The Studio Style family grows with the return of the Santa Fe blade and new Fastback 2 options, adding toe-flow and long-design choices.
Gear: Scotty Cameron Studio Style Santa Fe, Fastback 2, Fastback 2 Long Design
Price: $499 (Santa Fe, Fastback 2), $549 (Fastback 2 Long Design)
Specs: Milled 303 stainless steel heads with Studio Carbon Steel face insert, chain-link face milling pattern, aluminum chassis, adjustable sole weights. Loft 3.5 degrees, lie 70 degrees.
Available: Feb. 12 (in stores)
Who it’s for: Golfers who like the look and feedback of classic Scotty Cameron shapes but want more precise toe-flow options, softer sound at impact and, in the case of the Long Design, added stability to quiet the hands.

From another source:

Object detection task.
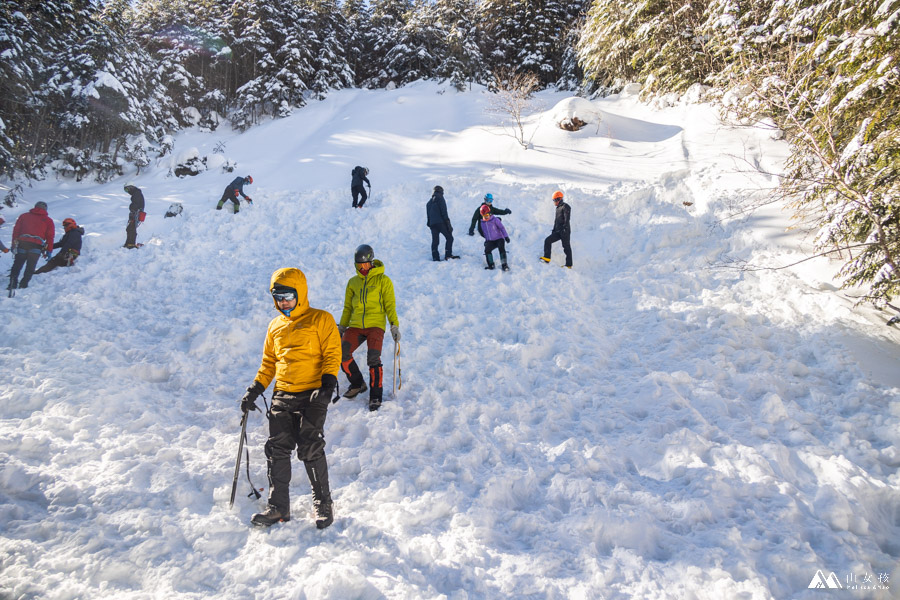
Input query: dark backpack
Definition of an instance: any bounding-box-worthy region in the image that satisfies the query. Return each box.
[352,166,367,177]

What you should know: The Studio Style family, re-established in 2025, is expanding with three familiar-but-refined models. Santa Fe brings a high toe-flow blade back into the retail lineup, while Fastback 2 and Fastback 2 Long Design add a plumbing-neck option and a counterbalanced build to the mid-mallet side of the family.
The Deep Dive: When Scotty Cameron brought the Studio Style name back in 2025, it marked a subtle shift in how his retail putters approached feel. On Tour, where price is not a factor, Cameron often uses German Stainless Steel (GSS), but that material is too expensive to use in retail putters. However, carbon steel inserts, once also the domain of Tour-only builds and early-2000s experiments, could work. Cameron opted for the added a chain-link milling pattern designed to soften sound without muting feedback. The result was a new line that felt distinctly different from fully milled stainless steel Camerons, while still looking unmistakably classic.

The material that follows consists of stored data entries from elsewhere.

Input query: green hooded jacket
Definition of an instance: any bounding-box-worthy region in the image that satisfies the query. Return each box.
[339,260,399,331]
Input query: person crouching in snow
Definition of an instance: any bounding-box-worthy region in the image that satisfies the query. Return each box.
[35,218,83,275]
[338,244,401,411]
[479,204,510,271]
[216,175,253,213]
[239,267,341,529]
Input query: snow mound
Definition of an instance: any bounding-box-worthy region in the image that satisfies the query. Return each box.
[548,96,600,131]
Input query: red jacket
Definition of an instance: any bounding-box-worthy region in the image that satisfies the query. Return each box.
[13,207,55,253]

For 2026, a line extension builds directly on that foundation, and the Studio Style Santa Fe will be the headliner for traditionalists. Long a cult favorite, the rounded Newport-style blade returns with a flow neck that promotes maximum toe flow and face awareness. Paired with the Studio Carbon Steel insert, the Studio Style Santa Fe blends an old-school silhouette with the softer acoustics that defined the original Studio Style relaunch.
On the mid-mallet side, the Studio Style Fastback 2 answers a different request. By pairing the compact Fastback head with a plumbing neck (in Scotty-speak, a 2 indicates a plumber’s neck), Cameron created a version with moderate toe flow that will feel more familiar to players coming from Newport-style blades. The black anodized aluminum heel-toe inlay isn’t cosmetic; it allows weight to be pushed outward, boosting stability while also creating a high-contrast alignment frame at address.

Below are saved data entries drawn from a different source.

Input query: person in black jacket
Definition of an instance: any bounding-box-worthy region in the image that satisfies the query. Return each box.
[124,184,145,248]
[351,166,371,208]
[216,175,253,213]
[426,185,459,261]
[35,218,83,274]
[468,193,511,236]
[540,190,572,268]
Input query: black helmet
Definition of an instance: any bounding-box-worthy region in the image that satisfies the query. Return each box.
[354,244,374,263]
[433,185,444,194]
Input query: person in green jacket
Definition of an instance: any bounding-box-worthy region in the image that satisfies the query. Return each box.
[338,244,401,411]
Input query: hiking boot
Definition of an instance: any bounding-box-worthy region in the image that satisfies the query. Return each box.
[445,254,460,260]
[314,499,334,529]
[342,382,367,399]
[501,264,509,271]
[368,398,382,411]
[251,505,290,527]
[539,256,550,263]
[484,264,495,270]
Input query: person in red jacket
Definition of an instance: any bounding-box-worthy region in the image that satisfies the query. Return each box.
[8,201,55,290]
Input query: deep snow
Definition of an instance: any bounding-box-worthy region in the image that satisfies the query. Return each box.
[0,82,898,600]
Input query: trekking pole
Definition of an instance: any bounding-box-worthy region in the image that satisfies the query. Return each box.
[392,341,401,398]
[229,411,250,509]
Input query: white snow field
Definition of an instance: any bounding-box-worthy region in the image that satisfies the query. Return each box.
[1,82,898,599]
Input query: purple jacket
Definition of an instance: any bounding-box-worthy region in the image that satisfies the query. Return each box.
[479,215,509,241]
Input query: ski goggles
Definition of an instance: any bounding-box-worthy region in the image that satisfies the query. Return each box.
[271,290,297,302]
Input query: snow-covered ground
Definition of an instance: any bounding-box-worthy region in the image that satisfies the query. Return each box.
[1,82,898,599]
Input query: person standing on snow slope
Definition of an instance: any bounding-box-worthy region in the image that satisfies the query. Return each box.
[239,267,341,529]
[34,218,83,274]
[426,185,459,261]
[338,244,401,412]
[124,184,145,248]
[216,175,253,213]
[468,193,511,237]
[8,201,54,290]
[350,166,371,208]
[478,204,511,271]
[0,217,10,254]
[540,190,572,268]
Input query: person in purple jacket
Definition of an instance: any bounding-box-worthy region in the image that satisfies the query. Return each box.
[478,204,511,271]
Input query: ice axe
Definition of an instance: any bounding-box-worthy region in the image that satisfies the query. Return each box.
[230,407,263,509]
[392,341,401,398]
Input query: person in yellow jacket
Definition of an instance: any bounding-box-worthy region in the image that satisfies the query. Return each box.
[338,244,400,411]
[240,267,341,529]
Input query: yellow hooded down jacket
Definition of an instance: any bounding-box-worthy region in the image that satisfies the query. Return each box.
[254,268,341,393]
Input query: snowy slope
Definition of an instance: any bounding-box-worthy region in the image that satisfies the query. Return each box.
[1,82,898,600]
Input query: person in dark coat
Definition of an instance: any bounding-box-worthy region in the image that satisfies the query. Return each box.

The Studio Style Fastback 2 Long Design takes that same head and stretches the concept further. Built at 38 inches with a heavier head, 25-gram tungsten sole weights, a stiffer shaft and a 17-inch non-tapered grip, it’s designed for golfers who want to smooth out their stroke and reduce excessive hand action. Long Design putters aren’t for everyone, but for players who like a counterbalanced feel, this version adds another legitimate option to the Studio Style lineup.
Collectively, the Santa Fe, Fastback 2 and Fastback 2 Long Design don’t reinvent the Studio Style family. And they weren’t meant too. Instead, they round it out, filling in toe-flow gaps and stroke-type preferences that naturally emerge once consumers and fitters start spending time with a family of putters. If the original 2025 release was about reintroducing feel, this extension is about helping golfers find their fit.